UAE’s Ta’ziz awards green methanol EPC contract to Samsung: Ta’ziz — a joint venture between Adnoc and ADQ — awarded Samsung E&A a USD 1.7 bn engineering, procurement, and construction (EPC) contract for its green methanol plant in Al Ruwais Industrial Complex in Abu Dhabi, according to a press release published on Monday. The contract’s duration is 44 months.

The details: The facility — to be built in the Ta’ziz Industrial Chemicals Zone in Al Ruwais — will have an annual production capacity of 1.8 mn tons and will be powered by clean energy once completed in 2028, according to a separate statement on Monday.

What else we know: Ta’ziz signed a shareholder agreement for the project in 2023 with Switzerland-headquartered Proman. Most of the chemicals manufactured in the plant will be produced in the UAE for the first time and are presumably chemicals for which methanol is feedstock. Some AED 18 bn (over USD 5 bn) will be invested in the first phase of development.

Ta’ziz is going all in on methanol and ammonia: Ta’ziz awarded USD 2 bn EPC contracts back in November to develop critical chemicals infrastructure in Al Ruwais Industrial Complex to a number of companies, including the chemicals logistics company Advario, Rotary Engineering–Abu Dhabi, and the UAE’s NMDC Group. The infrastructure investment push has been part of a strategy that aims to turn Ruwais into an export hub for Adnoc’s chemical productions and support Adnoc’s ambitions to become one of the top five chemical producers in the world.

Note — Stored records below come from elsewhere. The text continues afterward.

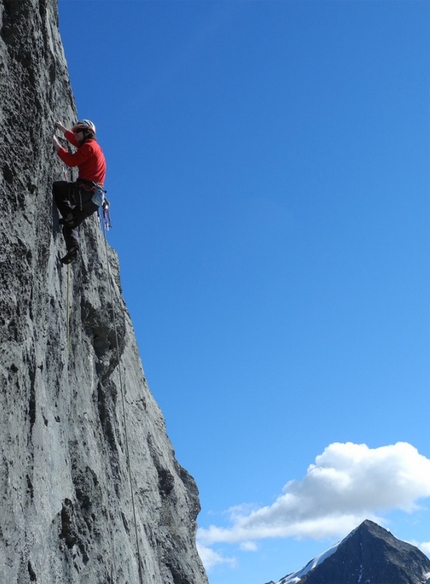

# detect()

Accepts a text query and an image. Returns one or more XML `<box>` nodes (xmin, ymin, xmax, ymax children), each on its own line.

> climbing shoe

<box><xmin>61</xmin><ymin>247</ymin><xmax>79</xmax><ymax>266</ymax></box>
<box><xmin>59</xmin><ymin>213</ymin><xmax>76</xmax><ymax>227</ymax></box>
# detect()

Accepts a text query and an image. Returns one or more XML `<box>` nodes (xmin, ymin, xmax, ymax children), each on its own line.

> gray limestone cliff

<box><xmin>0</xmin><ymin>0</ymin><xmax>207</xmax><ymax>584</ymax></box>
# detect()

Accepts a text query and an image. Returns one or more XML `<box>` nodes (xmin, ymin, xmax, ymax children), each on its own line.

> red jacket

<box><xmin>57</xmin><ymin>130</ymin><xmax>106</xmax><ymax>186</ymax></box>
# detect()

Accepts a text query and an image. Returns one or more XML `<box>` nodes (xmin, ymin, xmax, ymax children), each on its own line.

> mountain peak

<box><xmin>278</xmin><ymin>520</ymin><xmax>430</xmax><ymax>584</ymax></box>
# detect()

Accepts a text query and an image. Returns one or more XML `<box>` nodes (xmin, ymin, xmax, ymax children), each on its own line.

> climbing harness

<box><xmin>103</xmin><ymin>220</ymin><xmax>144</xmax><ymax>584</ymax></box>
<box><xmin>101</xmin><ymin>197</ymin><xmax>112</xmax><ymax>230</ymax></box>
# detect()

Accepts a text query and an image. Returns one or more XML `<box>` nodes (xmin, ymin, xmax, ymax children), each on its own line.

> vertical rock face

<box><xmin>0</xmin><ymin>0</ymin><xmax>207</xmax><ymax>584</ymax></box>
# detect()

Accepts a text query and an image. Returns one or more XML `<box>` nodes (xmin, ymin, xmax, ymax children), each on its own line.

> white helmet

<box><xmin>72</xmin><ymin>120</ymin><xmax>96</xmax><ymax>134</ymax></box>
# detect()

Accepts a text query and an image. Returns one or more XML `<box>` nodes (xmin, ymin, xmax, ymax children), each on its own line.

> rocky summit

<box><xmin>0</xmin><ymin>0</ymin><xmax>207</xmax><ymax>584</ymax></box>
<box><xmin>268</xmin><ymin>520</ymin><xmax>430</xmax><ymax>584</ymax></box>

There’s also a low-carbon ammonia plant in the works: The company signed a shareholder agreement in January 2023 with Fertiglobe, Korea’s GS Energy Corporation, and Japan’s Mitsui & Co for a low-carbon ammonia factory in the UAE with an annual capacity of around 1 mn tons. The first phase — predicted to attract a multi-bn USD investment over the next 20 years — will produce ammonia that is 50% less carbon intensive than conventional ammonia, while the second phase will double the capacity and will cut carbon emissions further by using carbon capturing and sequestration tech.